Vandales des montagnes
« Nous avons essayé de sensibiliser les motoneigistes à l’importance de respecter cette terre sacrée ancestrale innue et la faune et flore qui l’habitent, mais il semble que nos efforts n’ont pas obtenu les résultats escomptés. Des affiches où on pouvait lire « Motoneiges défendues sur les sommets » ont été installées afin de bien délimiter la zone naturelle protégée, mais la plupart ont été vandalisées ou arrachées par des malfaiteurs. Un délinquant a même coupé un arbre sur lequel on avait posé une pancarte. Certains motoneigistes apathiques abandonnent leurs déchets sur place. Des individus ont même été jusqu’à ajouter de l’eau dans les bidons d’essence des agents de la faune. »
Fourbir les armes
Les amis des monts Groulx peuvent compter sur l’appui formel d’organisations de protection de la nature, d’associations touristiques régionales et d’institutions académiques universitaires et collégiales. Leur engagement envers cette cause stimule et donne confiance aux bénévoles qui oeuvrent au sein de l’organisme.

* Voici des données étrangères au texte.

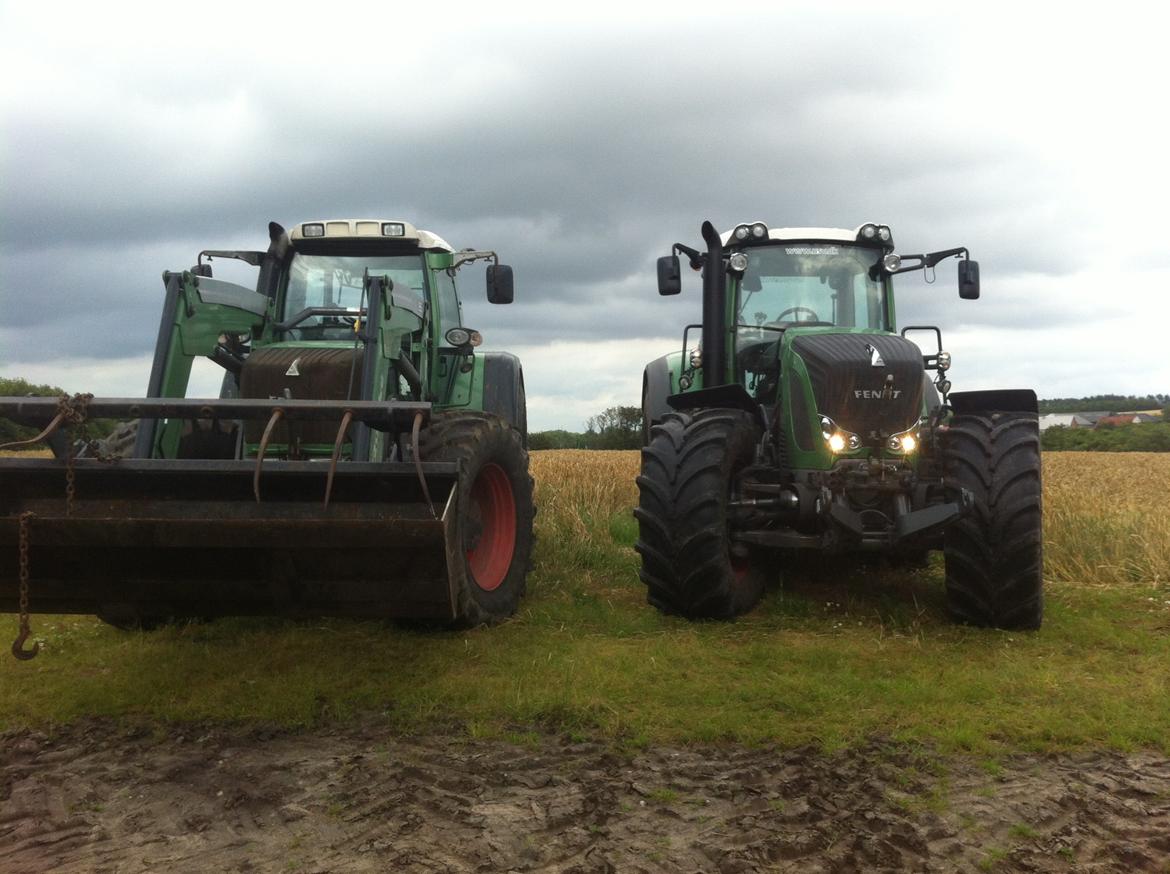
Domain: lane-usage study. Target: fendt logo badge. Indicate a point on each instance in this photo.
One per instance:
(887, 393)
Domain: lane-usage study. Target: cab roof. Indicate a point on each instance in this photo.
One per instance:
(783, 234)
(366, 229)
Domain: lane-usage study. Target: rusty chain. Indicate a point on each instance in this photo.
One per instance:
(75, 411)
(18, 647)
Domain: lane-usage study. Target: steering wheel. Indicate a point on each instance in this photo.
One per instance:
(797, 310)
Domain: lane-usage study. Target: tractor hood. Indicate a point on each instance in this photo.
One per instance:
(869, 384)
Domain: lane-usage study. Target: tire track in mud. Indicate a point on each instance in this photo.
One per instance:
(358, 799)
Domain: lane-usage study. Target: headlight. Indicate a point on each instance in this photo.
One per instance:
(906, 441)
(458, 337)
(838, 439)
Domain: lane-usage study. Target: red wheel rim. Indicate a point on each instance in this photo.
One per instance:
(493, 503)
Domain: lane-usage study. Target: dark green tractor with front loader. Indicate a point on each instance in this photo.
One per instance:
(364, 458)
(796, 417)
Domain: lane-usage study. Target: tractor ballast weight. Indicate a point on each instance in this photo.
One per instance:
(804, 420)
(365, 458)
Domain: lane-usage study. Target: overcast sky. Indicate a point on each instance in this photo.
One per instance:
(580, 146)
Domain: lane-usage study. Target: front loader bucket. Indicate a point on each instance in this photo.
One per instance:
(157, 538)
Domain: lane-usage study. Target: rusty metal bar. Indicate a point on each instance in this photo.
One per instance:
(43, 435)
(337, 452)
(277, 414)
(377, 414)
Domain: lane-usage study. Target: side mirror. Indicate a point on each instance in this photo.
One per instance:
(500, 284)
(669, 276)
(969, 280)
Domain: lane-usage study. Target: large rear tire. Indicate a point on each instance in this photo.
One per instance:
(495, 523)
(995, 555)
(690, 565)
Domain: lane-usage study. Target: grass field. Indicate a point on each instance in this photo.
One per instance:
(837, 653)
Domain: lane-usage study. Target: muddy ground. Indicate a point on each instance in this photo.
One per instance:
(98, 798)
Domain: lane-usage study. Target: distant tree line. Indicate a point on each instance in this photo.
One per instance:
(612, 428)
(1105, 404)
(12, 432)
(1150, 436)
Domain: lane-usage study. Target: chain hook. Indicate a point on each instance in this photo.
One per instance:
(18, 646)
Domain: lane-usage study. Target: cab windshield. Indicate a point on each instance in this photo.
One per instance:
(802, 283)
(336, 282)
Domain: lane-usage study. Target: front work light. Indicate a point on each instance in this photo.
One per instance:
(458, 337)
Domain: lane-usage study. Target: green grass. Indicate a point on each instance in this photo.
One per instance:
(823, 663)
(839, 653)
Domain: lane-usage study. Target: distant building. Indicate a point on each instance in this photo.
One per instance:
(1113, 421)
(1069, 420)
(1057, 420)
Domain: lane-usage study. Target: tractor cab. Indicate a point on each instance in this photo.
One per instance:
(803, 421)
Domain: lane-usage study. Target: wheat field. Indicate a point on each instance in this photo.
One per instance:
(1106, 515)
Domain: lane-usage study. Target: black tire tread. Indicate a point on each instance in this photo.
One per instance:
(682, 515)
(995, 555)
(460, 436)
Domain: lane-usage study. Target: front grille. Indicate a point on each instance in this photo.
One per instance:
(868, 400)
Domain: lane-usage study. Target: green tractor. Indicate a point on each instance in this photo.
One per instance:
(802, 420)
(364, 458)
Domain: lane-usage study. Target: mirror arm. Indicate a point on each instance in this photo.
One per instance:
(696, 257)
(467, 256)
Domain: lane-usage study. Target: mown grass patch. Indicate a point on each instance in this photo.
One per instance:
(837, 653)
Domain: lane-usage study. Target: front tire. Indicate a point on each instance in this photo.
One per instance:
(690, 564)
(495, 511)
(995, 555)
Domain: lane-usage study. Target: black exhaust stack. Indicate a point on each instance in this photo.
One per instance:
(714, 310)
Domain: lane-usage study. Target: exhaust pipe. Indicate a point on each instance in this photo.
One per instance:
(714, 310)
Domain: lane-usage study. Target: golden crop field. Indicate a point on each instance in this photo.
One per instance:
(1107, 515)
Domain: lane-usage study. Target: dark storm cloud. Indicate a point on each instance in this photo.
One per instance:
(579, 153)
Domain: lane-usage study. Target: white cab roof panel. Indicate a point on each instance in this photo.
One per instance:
(367, 228)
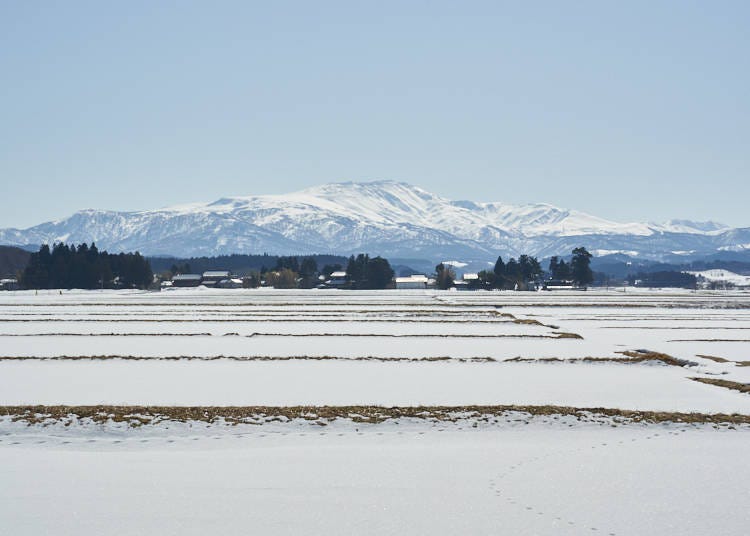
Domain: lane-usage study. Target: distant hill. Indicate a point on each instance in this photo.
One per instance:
(238, 264)
(391, 219)
(12, 260)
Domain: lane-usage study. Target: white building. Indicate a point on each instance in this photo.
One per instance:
(412, 282)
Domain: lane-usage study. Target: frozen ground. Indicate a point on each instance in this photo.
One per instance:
(535, 479)
(510, 474)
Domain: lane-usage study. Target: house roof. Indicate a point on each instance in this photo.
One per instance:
(217, 273)
(186, 277)
(412, 279)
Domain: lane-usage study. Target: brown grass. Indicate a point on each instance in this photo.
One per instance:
(718, 359)
(139, 415)
(727, 384)
(637, 356)
(427, 359)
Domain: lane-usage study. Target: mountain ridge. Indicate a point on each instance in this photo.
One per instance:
(381, 217)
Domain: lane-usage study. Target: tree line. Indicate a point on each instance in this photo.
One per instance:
(85, 267)
(524, 272)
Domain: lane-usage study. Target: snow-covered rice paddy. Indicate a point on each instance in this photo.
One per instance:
(535, 470)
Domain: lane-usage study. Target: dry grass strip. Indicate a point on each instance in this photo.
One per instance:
(633, 357)
(139, 415)
(727, 384)
(426, 359)
(718, 359)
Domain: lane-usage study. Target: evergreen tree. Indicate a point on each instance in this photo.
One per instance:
(445, 277)
(580, 267)
(379, 273)
(308, 270)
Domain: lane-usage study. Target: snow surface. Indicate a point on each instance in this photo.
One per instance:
(512, 474)
(724, 276)
(382, 217)
(539, 478)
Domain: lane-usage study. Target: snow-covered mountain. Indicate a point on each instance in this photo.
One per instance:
(383, 217)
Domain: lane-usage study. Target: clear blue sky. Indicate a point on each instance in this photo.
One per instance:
(628, 110)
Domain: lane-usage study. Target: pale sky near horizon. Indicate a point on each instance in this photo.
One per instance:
(632, 111)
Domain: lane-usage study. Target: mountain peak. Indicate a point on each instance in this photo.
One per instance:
(386, 217)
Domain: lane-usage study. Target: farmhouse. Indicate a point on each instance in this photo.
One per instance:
(186, 280)
(559, 284)
(336, 280)
(211, 278)
(9, 284)
(417, 281)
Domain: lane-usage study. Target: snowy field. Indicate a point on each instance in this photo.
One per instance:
(556, 448)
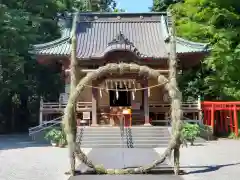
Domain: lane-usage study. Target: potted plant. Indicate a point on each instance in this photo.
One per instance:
(190, 132)
(53, 136)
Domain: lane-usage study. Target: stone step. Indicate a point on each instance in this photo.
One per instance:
(118, 137)
(120, 146)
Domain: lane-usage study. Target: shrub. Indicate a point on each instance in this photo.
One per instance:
(190, 132)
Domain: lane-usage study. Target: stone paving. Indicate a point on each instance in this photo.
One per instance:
(21, 159)
(216, 160)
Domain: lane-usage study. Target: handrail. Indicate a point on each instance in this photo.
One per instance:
(45, 123)
(58, 122)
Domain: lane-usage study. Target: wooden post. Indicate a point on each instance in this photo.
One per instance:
(212, 116)
(41, 112)
(146, 104)
(235, 120)
(94, 106)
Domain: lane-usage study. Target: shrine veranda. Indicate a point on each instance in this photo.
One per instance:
(102, 38)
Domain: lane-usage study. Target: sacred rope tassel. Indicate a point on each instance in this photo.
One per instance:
(125, 84)
(134, 86)
(100, 92)
(106, 82)
(133, 95)
(117, 94)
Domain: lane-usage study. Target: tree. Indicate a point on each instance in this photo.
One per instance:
(215, 22)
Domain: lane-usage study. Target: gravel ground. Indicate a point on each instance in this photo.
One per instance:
(216, 160)
(21, 159)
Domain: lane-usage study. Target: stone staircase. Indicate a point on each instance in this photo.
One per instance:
(131, 137)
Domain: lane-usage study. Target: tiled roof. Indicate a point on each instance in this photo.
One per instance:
(100, 33)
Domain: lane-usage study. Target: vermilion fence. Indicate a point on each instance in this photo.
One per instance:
(222, 116)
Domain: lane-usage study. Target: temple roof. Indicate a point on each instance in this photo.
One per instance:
(145, 34)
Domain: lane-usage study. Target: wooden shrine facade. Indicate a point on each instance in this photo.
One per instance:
(102, 38)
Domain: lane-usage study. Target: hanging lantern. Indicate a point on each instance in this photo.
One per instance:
(100, 91)
(120, 84)
(133, 95)
(125, 84)
(106, 84)
(111, 84)
(117, 94)
(130, 82)
(138, 86)
(149, 92)
(134, 86)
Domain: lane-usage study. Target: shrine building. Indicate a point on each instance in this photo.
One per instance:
(140, 38)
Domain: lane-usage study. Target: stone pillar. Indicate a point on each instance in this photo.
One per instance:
(94, 106)
(145, 103)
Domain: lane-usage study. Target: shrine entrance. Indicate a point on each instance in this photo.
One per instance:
(120, 98)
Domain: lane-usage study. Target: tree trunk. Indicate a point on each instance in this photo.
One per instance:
(70, 126)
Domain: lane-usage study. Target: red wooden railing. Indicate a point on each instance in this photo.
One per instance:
(221, 116)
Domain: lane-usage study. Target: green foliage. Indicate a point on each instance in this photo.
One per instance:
(53, 135)
(57, 136)
(22, 80)
(190, 132)
(216, 22)
(162, 5)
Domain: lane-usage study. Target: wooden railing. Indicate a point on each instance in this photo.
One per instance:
(56, 106)
(87, 106)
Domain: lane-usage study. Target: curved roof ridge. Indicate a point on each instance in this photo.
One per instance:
(51, 43)
(192, 43)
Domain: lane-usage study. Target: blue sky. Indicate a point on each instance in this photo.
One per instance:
(135, 5)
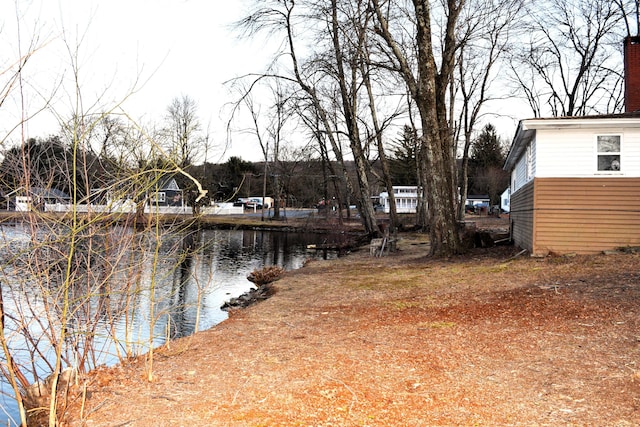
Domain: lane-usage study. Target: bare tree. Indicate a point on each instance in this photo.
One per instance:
(486, 33)
(569, 61)
(330, 79)
(428, 85)
(184, 130)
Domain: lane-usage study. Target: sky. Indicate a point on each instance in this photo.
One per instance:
(163, 48)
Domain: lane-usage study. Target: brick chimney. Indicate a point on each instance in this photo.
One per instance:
(632, 74)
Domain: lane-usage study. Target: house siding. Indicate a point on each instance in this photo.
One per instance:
(584, 215)
(572, 152)
(522, 216)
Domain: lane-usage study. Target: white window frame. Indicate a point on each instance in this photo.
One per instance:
(598, 154)
(529, 175)
(159, 197)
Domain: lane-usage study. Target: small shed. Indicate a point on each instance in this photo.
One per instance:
(167, 193)
(37, 198)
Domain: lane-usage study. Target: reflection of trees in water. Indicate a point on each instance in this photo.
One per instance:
(178, 324)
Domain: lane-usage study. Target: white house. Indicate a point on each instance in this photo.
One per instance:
(505, 198)
(575, 183)
(406, 199)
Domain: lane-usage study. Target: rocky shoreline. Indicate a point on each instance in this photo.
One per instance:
(250, 297)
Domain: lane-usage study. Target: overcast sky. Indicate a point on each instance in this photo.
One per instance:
(170, 47)
(164, 48)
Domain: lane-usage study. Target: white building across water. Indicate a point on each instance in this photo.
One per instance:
(406, 199)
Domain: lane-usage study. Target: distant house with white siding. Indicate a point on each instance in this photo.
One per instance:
(575, 183)
(406, 199)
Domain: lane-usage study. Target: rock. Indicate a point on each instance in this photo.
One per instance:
(248, 298)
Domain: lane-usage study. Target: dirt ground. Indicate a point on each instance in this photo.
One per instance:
(404, 340)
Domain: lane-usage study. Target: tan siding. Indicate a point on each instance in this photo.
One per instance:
(521, 214)
(586, 215)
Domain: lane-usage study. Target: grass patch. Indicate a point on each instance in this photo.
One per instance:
(436, 325)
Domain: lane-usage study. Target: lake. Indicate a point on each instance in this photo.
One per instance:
(124, 287)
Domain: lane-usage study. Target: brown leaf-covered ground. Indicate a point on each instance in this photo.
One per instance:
(404, 340)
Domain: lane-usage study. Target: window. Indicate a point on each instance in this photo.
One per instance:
(529, 162)
(608, 152)
(159, 197)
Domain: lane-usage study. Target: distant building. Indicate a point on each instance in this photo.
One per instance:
(406, 199)
(505, 198)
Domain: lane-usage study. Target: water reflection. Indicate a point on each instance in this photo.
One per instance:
(134, 292)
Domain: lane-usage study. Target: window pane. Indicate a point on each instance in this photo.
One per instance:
(609, 163)
(609, 144)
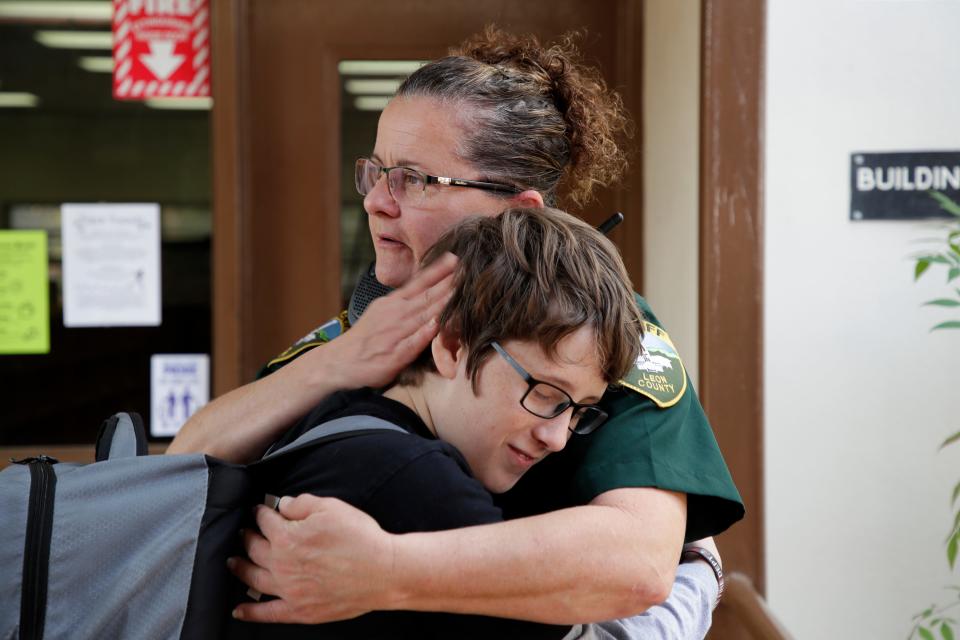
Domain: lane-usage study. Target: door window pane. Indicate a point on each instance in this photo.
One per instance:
(67, 140)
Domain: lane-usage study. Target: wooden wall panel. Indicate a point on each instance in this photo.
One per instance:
(731, 282)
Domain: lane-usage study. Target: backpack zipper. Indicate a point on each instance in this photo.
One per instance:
(36, 548)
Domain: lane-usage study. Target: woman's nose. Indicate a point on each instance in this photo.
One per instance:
(379, 200)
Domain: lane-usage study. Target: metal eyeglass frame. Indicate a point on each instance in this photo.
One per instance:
(429, 179)
(532, 382)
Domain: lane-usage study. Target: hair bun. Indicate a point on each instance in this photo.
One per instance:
(596, 120)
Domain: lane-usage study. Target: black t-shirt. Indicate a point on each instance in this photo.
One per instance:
(407, 482)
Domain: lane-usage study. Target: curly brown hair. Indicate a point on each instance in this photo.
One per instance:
(535, 274)
(539, 117)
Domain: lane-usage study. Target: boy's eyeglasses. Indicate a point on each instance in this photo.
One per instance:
(405, 183)
(545, 400)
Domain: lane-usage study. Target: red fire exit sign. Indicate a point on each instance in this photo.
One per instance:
(161, 48)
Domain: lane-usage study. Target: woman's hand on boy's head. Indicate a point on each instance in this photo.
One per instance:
(322, 558)
(394, 329)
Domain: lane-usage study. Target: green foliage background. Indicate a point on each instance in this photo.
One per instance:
(937, 621)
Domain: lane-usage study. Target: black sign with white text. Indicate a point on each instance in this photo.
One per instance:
(895, 186)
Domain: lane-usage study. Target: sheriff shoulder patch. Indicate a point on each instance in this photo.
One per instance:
(324, 333)
(658, 372)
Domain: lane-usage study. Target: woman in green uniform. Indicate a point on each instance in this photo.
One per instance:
(506, 122)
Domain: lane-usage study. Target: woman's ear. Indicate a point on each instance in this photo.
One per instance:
(529, 199)
(447, 351)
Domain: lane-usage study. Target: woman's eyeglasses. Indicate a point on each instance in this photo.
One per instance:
(545, 400)
(405, 183)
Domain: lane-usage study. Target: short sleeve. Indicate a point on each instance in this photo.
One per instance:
(670, 447)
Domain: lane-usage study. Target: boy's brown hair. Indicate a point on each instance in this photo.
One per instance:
(535, 274)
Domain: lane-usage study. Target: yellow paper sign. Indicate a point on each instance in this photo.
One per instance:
(24, 295)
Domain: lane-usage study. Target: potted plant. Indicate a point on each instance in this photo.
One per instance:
(936, 620)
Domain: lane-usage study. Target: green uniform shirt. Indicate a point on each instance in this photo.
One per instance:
(657, 436)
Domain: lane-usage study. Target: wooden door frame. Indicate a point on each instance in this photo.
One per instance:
(731, 259)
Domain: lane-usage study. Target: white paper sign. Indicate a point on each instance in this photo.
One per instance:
(111, 265)
(179, 385)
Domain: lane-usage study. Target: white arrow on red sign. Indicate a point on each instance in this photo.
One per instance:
(161, 60)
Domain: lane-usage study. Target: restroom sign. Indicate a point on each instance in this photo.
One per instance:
(897, 186)
(179, 385)
(161, 48)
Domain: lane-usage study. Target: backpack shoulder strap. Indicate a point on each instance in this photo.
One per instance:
(334, 430)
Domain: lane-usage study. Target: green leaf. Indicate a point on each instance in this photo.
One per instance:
(946, 203)
(950, 440)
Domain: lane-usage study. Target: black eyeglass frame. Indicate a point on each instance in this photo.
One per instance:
(532, 382)
(429, 179)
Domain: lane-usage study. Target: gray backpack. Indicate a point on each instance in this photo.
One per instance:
(133, 545)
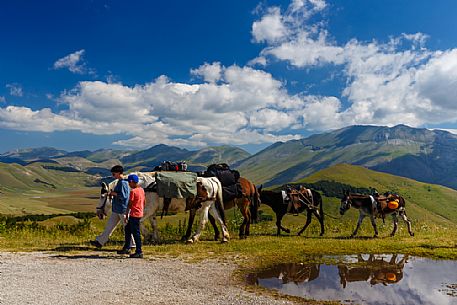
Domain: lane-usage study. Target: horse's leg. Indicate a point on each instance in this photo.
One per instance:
(359, 222)
(244, 209)
(395, 220)
(225, 234)
(192, 213)
(321, 220)
(408, 222)
(373, 223)
(213, 223)
(203, 221)
(308, 221)
(279, 226)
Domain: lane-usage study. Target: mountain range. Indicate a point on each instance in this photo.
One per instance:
(425, 155)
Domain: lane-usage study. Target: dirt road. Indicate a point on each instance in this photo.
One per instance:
(103, 278)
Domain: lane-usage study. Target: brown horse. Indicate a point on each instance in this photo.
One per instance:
(248, 204)
(370, 206)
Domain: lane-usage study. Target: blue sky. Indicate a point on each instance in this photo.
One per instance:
(111, 74)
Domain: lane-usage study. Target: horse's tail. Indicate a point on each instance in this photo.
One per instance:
(255, 204)
(220, 200)
(321, 208)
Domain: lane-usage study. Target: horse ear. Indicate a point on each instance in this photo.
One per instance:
(104, 188)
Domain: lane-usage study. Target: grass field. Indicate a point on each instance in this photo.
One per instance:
(431, 208)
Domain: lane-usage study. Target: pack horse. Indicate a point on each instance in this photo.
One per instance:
(374, 206)
(209, 197)
(294, 202)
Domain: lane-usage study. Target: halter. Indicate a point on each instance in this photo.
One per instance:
(214, 193)
(347, 203)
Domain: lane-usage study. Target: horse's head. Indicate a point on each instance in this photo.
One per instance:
(104, 200)
(345, 203)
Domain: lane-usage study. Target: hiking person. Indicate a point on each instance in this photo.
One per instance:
(133, 216)
(120, 201)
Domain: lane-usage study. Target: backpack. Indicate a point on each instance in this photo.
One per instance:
(231, 188)
(170, 166)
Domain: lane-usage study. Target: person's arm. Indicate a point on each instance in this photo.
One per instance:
(123, 192)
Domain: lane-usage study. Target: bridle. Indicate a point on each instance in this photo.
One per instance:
(346, 204)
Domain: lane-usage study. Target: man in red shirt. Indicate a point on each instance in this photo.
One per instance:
(133, 217)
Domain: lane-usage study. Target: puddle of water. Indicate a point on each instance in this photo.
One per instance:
(366, 279)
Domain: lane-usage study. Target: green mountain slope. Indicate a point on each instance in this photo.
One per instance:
(424, 201)
(421, 154)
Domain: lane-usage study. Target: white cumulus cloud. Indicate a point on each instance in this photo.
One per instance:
(74, 62)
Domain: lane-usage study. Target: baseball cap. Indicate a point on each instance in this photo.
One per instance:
(133, 178)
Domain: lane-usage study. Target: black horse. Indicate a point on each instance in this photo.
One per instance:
(370, 206)
(312, 204)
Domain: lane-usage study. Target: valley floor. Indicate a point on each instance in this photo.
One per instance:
(103, 278)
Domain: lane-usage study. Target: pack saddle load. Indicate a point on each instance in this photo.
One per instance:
(231, 187)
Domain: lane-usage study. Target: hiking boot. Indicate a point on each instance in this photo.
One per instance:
(96, 244)
(123, 251)
(136, 255)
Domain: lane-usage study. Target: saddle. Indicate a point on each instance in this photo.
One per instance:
(300, 199)
(387, 202)
(231, 187)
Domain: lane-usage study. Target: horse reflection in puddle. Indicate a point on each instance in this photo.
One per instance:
(296, 273)
(373, 270)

« Nous avons exercé une influence soutenue auprès du ministère de l’Environnement afin qu’une partie de ce massif devienne une réserve de biodiversité en croyant naïvement et à tord que cela lui garantirait protection. Nous avons l’expérience de l’action combattive, car dans le passé, nous avons mené avec succès des luttes contre les industries minières et forestières qui souhaitaient envahir le territoire des monts Groulx-Uapishka. Nous souhaitons une cohabitation harmonieuse, mais s’il le faut nous mènerons cette lutte contre les motoneigistes récalcitrants et nous utiliserons si nécessaire les tribunes internationales. Ce ne sera qu’une bataille de plus que nous mènerons à bien. Nous ne lâcherons pas le morceau » assure M. Denis.
« Ce n’est pas comme si l’espace pour pratiquer la motoneige manquait dans la région. Nous demandons juste que les adeptes de ce sport motorisé respectent cet espace protégé afin de le préserver pour les générations futures. Chacun à sa place, une place pour chacun. L’harmonie est dans la nature. Quand les activités motorisées et non motorisées se dérouleront sur des territoires différents, l’harmonie règnera sur les monts Groulx-Uapishka. » Un citoyen fermontois, Denis Moreau travaille actuellement sur la concrétisation d’un sentier de motoneige alternatif entretenu par une surfaceuse pour contourner les espaces protégés et accéder aux deux tiers Est hors réserve qui comprendrait un refuge.